Party A, in contrast, under Rule 801.14, would aggregate: (a) the FMV of the U.S. rights to the assignment or exclusive license of IP rights it is acquiring relating to the New Compounds; (b) the value of the voting securities being currently acquired; and (c) the FMV of the exclusive IP rights in the U.S. relating to Compound X. If the aggregated value of those assets and voting securities exceeds $50 million (as adjusted), Party A would be obligated to notify. This notification would include notification as to (c), even though Party A's exclusive right to commercialize Compound X in the U.S. attaches after Party A achieves its first regulatory approval for Compound X in North America- in other words, Party A would not be subject to any additional filing in the future related to Compound X, if and when Party A achieves its first regulatory approval for . Compound X in North America.

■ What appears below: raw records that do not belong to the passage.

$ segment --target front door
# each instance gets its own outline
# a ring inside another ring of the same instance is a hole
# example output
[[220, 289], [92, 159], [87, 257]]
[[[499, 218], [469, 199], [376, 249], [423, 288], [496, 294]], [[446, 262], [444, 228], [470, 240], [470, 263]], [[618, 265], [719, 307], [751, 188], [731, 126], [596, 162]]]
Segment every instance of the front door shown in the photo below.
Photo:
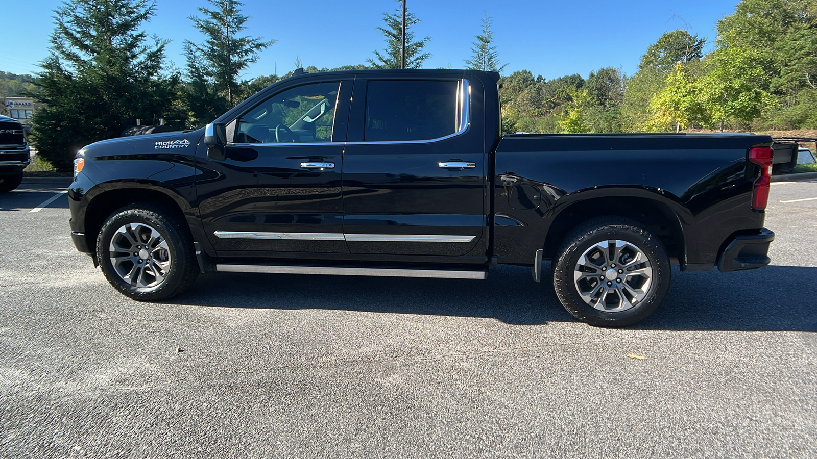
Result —
[[202, 223], [218, 256], [348, 253], [341, 182], [348, 105], [337, 104], [350, 86], [313, 81], [277, 91], [228, 124], [225, 160], [197, 154]]
[[472, 91], [450, 75], [356, 80], [343, 155], [352, 253], [484, 261], [487, 158]]

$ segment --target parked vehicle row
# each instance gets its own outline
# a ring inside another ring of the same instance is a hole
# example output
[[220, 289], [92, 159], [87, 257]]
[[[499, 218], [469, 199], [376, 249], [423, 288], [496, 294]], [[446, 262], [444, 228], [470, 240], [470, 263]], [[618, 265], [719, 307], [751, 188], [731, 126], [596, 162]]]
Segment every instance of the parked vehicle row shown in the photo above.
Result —
[[23, 169], [30, 161], [23, 125], [0, 115], [0, 193], [11, 191], [23, 180]]

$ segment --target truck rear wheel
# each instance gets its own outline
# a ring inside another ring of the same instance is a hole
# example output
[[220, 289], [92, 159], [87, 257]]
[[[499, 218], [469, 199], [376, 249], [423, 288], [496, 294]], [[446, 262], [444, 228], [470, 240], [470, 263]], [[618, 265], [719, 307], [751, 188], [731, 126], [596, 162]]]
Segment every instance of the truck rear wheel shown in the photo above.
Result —
[[0, 176], [0, 193], [7, 193], [16, 189], [23, 182], [23, 173], [13, 176]]
[[96, 258], [108, 282], [134, 300], [170, 298], [199, 274], [193, 241], [184, 222], [151, 203], [123, 207], [96, 238]]
[[632, 220], [587, 221], [565, 238], [554, 262], [553, 286], [576, 319], [624, 327], [655, 310], [669, 289], [669, 257], [661, 241]]

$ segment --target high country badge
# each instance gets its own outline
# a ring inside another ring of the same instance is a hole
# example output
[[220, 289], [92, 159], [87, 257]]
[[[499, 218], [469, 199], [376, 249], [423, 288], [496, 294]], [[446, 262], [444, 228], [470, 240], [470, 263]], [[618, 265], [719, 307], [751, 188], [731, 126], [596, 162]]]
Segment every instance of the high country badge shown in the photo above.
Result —
[[170, 140], [167, 142], [156, 142], [156, 149], [163, 149], [166, 148], [187, 148], [190, 146], [190, 141], [187, 139], [184, 140]]

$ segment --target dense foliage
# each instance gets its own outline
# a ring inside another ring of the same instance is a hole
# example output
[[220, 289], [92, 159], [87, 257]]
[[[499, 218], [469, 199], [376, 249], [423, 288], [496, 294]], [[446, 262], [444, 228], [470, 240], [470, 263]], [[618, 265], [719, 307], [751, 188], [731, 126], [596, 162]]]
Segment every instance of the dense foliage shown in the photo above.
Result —
[[163, 72], [167, 42], [139, 29], [154, 15], [145, 0], [69, 0], [55, 12], [32, 134], [43, 158], [69, 170], [83, 145], [171, 114], [179, 78]]
[[[33, 94], [47, 104], [35, 114], [33, 140], [63, 169], [78, 148], [118, 136], [134, 118], [199, 127], [280, 79], [240, 79], [274, 41], [239, 36], [248, 19], [240, 2], [209, 1], [212, 9], [199, 8], [203, 17], [190, 18], [205, 40], [185, 41], [180, 74], [167, 67], [166, 42], [140, 29], [154, 15], [153, 3], [69, 0], [55, 11], [42, 72], [36, 78], [0, 72], [0, 96]], [[385, 47], [373, 51], [368, 65], [306, 70], [399, 68], [401, 16], [401, 7], [383, 13], [377, 29]], [[422, 67], [431, 56], [431, 38], [415, 40], [409, 29], [419, 22], [408, 13], [409, 68]], [[481, 25], [464, 62], [503, 72], [487, 13]], [[605, 67], [587, 77], [547, 79], [520, 69], [501, 82], [505, 132], [817, 128], [817, 0], [743, 0], [718, 21], [713, 42], [683, 29], [667, 32], [647, 47], [632, 75]]]
[[11, 72], [0, 72], [0, 96], [21, 97], [36, 88], [36, 78], [31, 75], [17, 75]]
[[193, 126], [209, 123], [251, 95], [240, 81], [242, 71], [258, 60], [258, 51], [275, 42], [261, 38], [239, 37], [248, 16], [241, 14], [238, 0], [210, 0], [215, 9], [199, 8], [203, 18], [190, 16], [206, 40], [185, 41], [188, 84], [185, 101]]
[[[402, 0], [397, 0], [402, 5]], [[402, 6], [395, 12], [383, 13], [383, 22], [386, 27], [378, 27], [386, 38], [386, 48], [380, 51], [374, 51], [374, 56], [377, 59], [367, 59], [366, 61], [372, 65], [373, 69], [400, 69], [403, 62], [403, 7]], [[431, 56], [427, 52], [423, 52], [423, 48], [431, 37], [414, 41], [414, 33], [411, 31], [413, 25], [420, 22], [413, 13], [406, 11], [406, 42], [405, 42], [405, 68], [421, 69], [422, 63]]]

And, as with Party B, there would be no requirement that Party A analyze or revisit in the future its acquisition of rights relating to the New Compounds, when and ifNew Compounds might actually be identified and commercialized by Party B.
Party A would not cross a notification threshold for the acquisition of voting securities with the first voting securities acquisition (although the value of that acquisition still gets counted for filing fee threshold purposes). Party A would (likely) cross a notification threshold for the acquisition of voting securities if and when the second tranche is acquired, but that would be after one year. Under Informal Interpretation 1003002 (http://www.ftc.gov/enlforcement/premerger-notification-program/informal-interpretations/1003002), it appears that Party A would have a second filing obligation at the time of the second tranche acquisition, in order to cross a notification threshold for the acquisition of voting securities, despite the fact Party A had already notified the first voting securities acquisition.
Are we reading correctly the referenced Informal Notifications, in combination with the FTC's 2013 guidance regarding the transfer of "all commercially significant rights" to a pharmaceutical patent?